Penso quindi che una leva fondamentale per stimolare politiche virtuose sia nella creazione di una nuova governance democratica di cui artefici e protagonisti siano i sindacati dei lavoratori, le imprese pubbliche e private, il sistema cooperativo, le giovani generazioni, le Università e i Centri di Ricerca, le casse di risparmio, il credito cooperativo, Banca etica, il movimento associativo, le amministrazioni locali, che abbia il compito ambizioso di sostenere la crescita di una rete di imprese e di territori che cooperino tra loro per fare sistema, valorizzando le storiche vocazioni produttive dei territori e dei distretti dell’Italia centrale famosi in tutto il mondo.

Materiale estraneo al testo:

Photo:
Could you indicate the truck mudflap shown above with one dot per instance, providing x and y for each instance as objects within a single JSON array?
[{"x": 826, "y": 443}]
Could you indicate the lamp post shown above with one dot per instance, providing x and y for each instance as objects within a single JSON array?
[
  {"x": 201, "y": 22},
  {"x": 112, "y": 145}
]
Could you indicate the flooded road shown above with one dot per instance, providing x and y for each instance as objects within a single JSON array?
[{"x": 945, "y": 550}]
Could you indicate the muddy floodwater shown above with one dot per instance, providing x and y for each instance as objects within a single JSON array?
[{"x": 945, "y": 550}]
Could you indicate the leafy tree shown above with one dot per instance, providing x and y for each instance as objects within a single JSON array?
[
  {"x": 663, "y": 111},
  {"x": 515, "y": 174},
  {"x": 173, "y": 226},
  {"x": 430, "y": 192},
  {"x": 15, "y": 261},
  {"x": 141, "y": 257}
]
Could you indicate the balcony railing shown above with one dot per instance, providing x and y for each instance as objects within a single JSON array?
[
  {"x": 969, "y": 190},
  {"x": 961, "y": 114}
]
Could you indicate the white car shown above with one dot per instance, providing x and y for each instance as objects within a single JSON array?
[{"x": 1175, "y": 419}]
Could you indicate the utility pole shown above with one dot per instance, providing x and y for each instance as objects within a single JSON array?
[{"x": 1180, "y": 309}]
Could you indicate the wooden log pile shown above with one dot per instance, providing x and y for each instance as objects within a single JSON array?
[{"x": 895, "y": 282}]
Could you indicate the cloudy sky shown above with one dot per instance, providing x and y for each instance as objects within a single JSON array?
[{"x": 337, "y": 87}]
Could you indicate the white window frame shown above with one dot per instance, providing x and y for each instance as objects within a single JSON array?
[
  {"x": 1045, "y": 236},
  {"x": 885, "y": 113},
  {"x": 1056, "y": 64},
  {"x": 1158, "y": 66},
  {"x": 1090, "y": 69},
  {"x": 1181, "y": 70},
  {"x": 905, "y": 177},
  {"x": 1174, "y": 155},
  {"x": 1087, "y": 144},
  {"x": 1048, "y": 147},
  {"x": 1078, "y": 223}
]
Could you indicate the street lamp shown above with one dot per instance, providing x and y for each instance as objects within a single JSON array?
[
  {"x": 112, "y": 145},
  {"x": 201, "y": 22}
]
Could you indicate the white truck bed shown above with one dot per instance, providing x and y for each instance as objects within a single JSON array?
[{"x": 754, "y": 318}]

Per concludere. È dalle difficoltà e dalle crisi più estreme che spesso nasce lo stimolo per l’innovazione e il cambiamento più radicale. L’innovazione non nasce e non si afferma col senso comune del pensiero dominante e dal’agire secondo abitudini consolidate, ma dal coraggio di osare e di mettere in campo idee apparentemente minoritarie e irrealizzabili. Questo è il compito delle classi dirigenti di cui hanno bisogno oggi le nostre comunità, il nostro paese, l’Europa: dare una prospettiva di sviluppo e di civiltà ai nostri popoli che sappia oltrepassare i confini delle vecchie certezze crollate e sappia re-inventare il futuro. Noi, vogliamo essere parte di questa impresa.